NPY is a member of the pancreatic polypeptide family, which elicits a wide variety of physiological effects via the activation of G protein-coupled receptors (Y1, Y2, Y4, Y5, and y6) (5). NPY receptor subtypes are all present in the hypothalamus (30) and have been suggested to play a role in modulating food intake and energy expenditure (4, 16). However, whether one of the receptor subtypes is the most likely candidate for central NPY-induced hyperinsulinemia has not been clearly elucidated. Chronic and acute administration of NPY intracerebroventricularly (icv) elicits hyperinsulinemia in a variety of species (10, 11, 20, 26, 39, 47).

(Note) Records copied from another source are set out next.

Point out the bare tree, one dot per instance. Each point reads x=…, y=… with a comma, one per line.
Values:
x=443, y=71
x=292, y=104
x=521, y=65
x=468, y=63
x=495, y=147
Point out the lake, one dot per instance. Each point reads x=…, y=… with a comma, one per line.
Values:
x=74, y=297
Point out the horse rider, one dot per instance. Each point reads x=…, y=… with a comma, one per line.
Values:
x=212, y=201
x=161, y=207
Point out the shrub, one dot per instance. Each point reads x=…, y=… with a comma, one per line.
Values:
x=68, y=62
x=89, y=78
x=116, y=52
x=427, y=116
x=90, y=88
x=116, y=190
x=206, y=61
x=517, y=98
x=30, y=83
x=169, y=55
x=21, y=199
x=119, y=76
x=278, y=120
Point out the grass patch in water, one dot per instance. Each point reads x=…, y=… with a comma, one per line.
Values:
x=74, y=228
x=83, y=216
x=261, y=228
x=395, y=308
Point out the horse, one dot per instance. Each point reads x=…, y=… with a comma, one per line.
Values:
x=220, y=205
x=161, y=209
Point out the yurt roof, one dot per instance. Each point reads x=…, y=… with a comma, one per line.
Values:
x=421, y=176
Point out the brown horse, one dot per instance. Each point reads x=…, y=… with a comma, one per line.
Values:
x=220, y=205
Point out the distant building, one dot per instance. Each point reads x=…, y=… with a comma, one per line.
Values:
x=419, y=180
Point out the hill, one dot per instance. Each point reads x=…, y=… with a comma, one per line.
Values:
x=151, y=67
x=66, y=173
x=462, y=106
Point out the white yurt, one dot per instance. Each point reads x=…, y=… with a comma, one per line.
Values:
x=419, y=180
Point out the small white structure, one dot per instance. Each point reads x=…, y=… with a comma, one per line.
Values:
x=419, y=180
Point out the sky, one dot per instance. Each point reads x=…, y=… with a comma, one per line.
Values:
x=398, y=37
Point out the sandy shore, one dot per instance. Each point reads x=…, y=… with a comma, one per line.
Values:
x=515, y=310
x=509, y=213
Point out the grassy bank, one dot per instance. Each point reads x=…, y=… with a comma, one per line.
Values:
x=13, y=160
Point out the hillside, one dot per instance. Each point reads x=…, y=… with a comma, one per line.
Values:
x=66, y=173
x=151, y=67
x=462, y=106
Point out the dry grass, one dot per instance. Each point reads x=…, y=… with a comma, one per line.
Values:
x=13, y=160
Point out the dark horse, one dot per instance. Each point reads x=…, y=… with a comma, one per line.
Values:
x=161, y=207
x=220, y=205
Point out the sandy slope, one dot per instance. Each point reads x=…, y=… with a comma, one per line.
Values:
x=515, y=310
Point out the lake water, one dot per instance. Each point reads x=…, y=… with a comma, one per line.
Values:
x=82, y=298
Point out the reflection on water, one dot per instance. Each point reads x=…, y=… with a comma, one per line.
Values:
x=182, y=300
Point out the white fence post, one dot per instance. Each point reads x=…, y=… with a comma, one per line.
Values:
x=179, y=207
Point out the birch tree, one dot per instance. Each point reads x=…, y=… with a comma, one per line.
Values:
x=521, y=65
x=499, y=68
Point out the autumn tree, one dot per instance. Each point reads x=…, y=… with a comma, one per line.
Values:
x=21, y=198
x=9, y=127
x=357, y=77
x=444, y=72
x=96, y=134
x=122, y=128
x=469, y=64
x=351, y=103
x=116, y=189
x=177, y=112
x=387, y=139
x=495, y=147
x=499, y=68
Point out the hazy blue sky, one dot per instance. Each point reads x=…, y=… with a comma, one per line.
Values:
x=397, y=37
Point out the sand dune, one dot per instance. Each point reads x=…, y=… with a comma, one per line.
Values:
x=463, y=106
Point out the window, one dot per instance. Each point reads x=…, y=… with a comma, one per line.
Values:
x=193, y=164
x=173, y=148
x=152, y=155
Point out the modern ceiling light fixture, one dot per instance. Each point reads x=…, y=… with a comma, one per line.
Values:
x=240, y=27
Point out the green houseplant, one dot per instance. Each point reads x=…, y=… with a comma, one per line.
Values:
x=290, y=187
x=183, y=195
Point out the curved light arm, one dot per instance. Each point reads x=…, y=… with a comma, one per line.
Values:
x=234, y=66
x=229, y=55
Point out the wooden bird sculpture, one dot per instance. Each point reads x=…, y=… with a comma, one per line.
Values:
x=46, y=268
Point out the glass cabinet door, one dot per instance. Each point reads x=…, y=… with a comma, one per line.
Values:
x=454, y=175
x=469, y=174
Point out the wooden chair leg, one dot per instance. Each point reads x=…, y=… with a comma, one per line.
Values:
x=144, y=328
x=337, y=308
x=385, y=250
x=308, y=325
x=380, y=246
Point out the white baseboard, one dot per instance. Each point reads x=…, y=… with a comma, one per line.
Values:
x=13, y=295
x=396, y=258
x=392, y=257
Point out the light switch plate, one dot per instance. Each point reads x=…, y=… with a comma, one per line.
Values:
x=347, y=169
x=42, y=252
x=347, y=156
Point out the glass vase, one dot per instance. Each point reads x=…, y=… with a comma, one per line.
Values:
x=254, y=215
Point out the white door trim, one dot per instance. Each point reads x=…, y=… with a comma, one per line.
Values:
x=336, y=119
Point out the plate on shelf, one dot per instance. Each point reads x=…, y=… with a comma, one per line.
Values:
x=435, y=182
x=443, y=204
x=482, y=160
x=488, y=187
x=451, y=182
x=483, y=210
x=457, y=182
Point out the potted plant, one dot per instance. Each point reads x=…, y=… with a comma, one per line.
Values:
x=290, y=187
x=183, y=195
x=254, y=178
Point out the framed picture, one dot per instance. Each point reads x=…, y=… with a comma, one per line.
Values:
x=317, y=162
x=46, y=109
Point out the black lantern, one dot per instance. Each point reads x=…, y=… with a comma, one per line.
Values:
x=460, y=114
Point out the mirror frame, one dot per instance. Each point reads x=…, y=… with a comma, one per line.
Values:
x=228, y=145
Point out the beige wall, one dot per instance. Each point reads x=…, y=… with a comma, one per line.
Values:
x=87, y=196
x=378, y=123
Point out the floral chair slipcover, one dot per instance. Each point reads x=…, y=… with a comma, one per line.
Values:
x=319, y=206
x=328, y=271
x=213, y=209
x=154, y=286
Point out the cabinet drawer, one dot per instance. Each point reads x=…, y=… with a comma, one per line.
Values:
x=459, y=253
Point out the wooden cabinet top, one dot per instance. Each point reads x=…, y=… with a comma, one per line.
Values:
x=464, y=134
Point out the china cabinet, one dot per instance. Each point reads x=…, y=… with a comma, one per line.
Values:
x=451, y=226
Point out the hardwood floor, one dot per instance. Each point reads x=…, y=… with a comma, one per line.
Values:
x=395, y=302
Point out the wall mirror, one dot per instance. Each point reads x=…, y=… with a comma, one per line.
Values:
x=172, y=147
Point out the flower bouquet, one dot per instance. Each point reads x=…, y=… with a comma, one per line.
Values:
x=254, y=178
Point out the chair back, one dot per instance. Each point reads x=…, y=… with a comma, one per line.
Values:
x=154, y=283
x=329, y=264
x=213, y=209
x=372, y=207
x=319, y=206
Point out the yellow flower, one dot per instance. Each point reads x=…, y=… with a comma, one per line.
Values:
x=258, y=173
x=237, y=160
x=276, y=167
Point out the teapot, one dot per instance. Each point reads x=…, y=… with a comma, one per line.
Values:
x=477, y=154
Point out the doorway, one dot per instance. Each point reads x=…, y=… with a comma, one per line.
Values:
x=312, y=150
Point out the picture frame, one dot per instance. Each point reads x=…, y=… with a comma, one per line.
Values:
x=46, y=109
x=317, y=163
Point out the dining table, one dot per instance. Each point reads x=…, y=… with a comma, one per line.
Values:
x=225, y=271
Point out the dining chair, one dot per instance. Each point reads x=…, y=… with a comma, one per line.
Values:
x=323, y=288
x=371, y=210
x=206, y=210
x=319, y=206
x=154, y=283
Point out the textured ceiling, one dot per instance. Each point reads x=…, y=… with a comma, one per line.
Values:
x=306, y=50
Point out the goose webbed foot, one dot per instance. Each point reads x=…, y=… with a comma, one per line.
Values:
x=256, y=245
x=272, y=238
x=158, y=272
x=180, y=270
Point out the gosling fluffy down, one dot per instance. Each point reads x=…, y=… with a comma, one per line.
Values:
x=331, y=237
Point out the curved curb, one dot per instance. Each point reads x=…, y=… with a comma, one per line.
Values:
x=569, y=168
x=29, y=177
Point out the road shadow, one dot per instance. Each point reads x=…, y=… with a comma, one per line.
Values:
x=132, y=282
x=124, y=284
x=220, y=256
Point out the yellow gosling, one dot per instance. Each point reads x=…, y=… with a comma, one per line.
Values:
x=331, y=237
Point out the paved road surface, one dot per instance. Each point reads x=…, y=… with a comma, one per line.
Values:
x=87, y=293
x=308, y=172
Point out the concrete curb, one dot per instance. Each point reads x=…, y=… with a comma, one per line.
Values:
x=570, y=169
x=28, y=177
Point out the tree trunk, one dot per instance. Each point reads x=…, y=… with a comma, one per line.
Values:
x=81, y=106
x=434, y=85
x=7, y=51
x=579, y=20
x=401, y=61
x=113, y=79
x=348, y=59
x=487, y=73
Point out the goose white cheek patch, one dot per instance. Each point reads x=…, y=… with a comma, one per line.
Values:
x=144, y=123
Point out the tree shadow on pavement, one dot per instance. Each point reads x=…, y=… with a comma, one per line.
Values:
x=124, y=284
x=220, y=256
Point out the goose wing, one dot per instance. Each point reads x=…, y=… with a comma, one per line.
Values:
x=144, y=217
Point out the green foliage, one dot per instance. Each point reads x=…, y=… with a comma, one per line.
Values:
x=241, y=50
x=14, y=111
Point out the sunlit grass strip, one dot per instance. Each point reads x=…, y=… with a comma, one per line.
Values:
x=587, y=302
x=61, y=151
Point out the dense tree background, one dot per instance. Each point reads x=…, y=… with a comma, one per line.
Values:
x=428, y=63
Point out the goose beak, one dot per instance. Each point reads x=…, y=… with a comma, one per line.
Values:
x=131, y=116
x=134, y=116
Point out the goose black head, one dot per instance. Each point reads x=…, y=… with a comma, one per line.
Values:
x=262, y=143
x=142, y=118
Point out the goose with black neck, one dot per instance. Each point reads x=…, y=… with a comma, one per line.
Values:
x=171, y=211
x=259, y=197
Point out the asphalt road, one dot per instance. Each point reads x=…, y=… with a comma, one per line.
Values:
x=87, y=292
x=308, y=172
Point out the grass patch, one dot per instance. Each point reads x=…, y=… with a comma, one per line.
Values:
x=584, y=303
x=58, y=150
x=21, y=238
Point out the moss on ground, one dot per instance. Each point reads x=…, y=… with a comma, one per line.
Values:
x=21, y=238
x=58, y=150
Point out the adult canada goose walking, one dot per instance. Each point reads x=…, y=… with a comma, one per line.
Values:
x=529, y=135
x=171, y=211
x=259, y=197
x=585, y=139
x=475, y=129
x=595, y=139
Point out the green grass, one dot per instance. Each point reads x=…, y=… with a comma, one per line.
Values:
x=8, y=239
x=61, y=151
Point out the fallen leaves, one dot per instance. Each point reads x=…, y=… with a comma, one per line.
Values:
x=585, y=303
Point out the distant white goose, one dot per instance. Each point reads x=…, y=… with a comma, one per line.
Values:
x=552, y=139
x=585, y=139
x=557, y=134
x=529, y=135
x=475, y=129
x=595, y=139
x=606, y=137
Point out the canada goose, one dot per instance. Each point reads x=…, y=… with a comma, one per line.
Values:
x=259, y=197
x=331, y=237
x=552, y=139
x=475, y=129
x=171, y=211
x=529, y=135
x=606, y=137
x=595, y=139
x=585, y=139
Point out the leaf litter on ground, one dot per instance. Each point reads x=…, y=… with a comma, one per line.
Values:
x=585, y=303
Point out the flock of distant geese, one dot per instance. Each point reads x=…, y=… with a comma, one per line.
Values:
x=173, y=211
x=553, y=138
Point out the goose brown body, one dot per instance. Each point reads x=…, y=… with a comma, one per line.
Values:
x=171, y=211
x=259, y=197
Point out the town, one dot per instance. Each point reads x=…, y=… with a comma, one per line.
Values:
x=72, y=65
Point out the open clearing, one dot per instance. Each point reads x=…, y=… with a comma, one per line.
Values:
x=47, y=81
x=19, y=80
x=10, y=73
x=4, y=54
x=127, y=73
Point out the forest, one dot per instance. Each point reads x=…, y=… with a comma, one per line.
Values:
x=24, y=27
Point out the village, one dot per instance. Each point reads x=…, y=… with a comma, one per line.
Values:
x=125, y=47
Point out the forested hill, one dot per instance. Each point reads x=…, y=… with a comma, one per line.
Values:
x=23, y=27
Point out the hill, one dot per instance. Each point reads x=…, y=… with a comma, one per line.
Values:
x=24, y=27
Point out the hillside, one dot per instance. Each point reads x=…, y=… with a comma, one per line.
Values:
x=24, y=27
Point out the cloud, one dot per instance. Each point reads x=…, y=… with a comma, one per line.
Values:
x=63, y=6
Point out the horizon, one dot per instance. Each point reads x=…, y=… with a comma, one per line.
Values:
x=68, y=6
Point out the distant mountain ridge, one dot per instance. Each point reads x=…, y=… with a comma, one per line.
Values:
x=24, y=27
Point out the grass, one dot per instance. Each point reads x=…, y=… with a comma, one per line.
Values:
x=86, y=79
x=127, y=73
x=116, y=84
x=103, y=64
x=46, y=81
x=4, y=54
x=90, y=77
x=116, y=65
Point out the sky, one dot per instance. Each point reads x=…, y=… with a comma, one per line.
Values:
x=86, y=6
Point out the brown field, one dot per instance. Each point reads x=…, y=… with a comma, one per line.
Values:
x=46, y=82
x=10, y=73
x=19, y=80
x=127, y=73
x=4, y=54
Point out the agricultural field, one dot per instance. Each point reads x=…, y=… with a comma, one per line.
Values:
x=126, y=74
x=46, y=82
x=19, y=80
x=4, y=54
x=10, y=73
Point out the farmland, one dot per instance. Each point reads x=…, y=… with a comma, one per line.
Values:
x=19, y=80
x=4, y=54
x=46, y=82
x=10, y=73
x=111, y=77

The insulinemic response to hypothalamic or icv NPY is largely dependent on the consumption of food (20, 24, 26) but also occurs when eating is prevented (24, 39). It has been suggested that central administration of NPY could stimulate insulin release through modulation of the autonomic nervous system (38), because NPY activates the parasympathetic nervous system (14) and causes increased firing of the vagus nerve (11, 25). The resulting hyperinsulinemia could contribute substantially to the anabolic effects of NPY (33).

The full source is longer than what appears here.